I have been given a plant by a friend as a present for my Tank, this was 3 days ago yesterday I was watching the fish and there have appeared on the sides of the glass, these little white patches. On closer inspection, there are loads of little white specs swimming around. They look just like very young brine shrimp. Obviousley they are not brine shrimp as this is a tropical tank.

Any Ideas, are they harmful. If necessary how do I get rid of them.

Thanks

Leon


----------



## Cichlid Man (Jan 19, 2005)

Could be anything, anyway the fish will soon eat them all. They might be river shrimp or daphnia, send us a picture.


----------



## Damon (Jan 18, 2005)

Most likely planaria. And they could possibly be brine shrimp. They can be hatched in pure freshwater.


----------



## Mr Aquarium (Jan 18, 2005)

Never seen a spec planaria, only the worm looking ones......
You sure it aint tiny air bubbles? 
I have never heard of being able to see ick in such a manner as that, so that's proly ruled out.


----------



## fishboy (Feb 26, 2005)

maybe water fleas


----------



## leongreenway (Mar 29, 2005)

Mr Aquarium, Definately alive mate, not air bubbles.

Mr Cichlid man, The tank the plant came from has recently had introduced 4 Medium siz shrimp, so yeah could be their eggs I guess.

fishboy, water fleas also a possibility !


----------



## TheOldSalt (Jan 28, 2005)

Well just how big are these specks?
Are they bigger or smaller than a period at the end of a sentence? Are they round or oblong?
Do they crawl, or swim? Are they fast or slow? Do they move smoothly or do they jerk around or hop? Under a magnifying lens, do they have legs?
Are they attached to the glass or free, or both?


----------



## leongreenway (Mar 29, 2005)

Right Oldsalt me olde son, they swim and they can crawl. they can be fast or slow. 
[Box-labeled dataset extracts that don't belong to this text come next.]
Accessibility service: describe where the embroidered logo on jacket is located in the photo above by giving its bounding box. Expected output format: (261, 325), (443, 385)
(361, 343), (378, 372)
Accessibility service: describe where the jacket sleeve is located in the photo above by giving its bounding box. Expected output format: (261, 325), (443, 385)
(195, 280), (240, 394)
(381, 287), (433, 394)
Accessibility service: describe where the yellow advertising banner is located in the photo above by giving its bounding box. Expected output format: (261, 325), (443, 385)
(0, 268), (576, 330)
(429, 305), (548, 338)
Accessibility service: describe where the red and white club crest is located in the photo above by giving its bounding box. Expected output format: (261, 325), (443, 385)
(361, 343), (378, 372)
They do jerk around, they are really small, about the size of a full stop (Period - USA). 

They do appear to have legs. the forward two legs are larger than the rest


----------



## TheOldSalt (Jan 28, 2005)

Hmm... that really does sound like baby brine shrimp. Maybe they're baby fairy shrimp? Maybe the larvae of some other shrimp?
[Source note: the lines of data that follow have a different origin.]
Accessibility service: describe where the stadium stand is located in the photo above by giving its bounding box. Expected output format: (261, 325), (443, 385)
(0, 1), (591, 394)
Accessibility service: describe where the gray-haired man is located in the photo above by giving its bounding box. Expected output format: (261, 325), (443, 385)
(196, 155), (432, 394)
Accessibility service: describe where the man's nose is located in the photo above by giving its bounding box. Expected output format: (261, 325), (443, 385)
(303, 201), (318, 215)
Are they round, or kinda teardrop shaped like brineshrimp?
If round, look up "ostracod" and compare.


----------



## leongreenway (Mar 29, 2005)

hmmm cheers


----------



## Mr Aquarium (Jan 18, 2005)

What the heck is a water flea?


----------



## mlefev (Apr 19, 2005)

My question exactly.


----------



## leongreenway (Mar 29, 2005)

http://www.microscopy-uk.org.uk/mag/artjun99/wflea.html


----------



## MyraVan (Jan 19, 2005)

Water fleas are very tasty. At least my fish think so... The almost-local-shop has them live for sale, so whenever I go there I get the water fleas (or some other live beastie) as a treat for them.


----------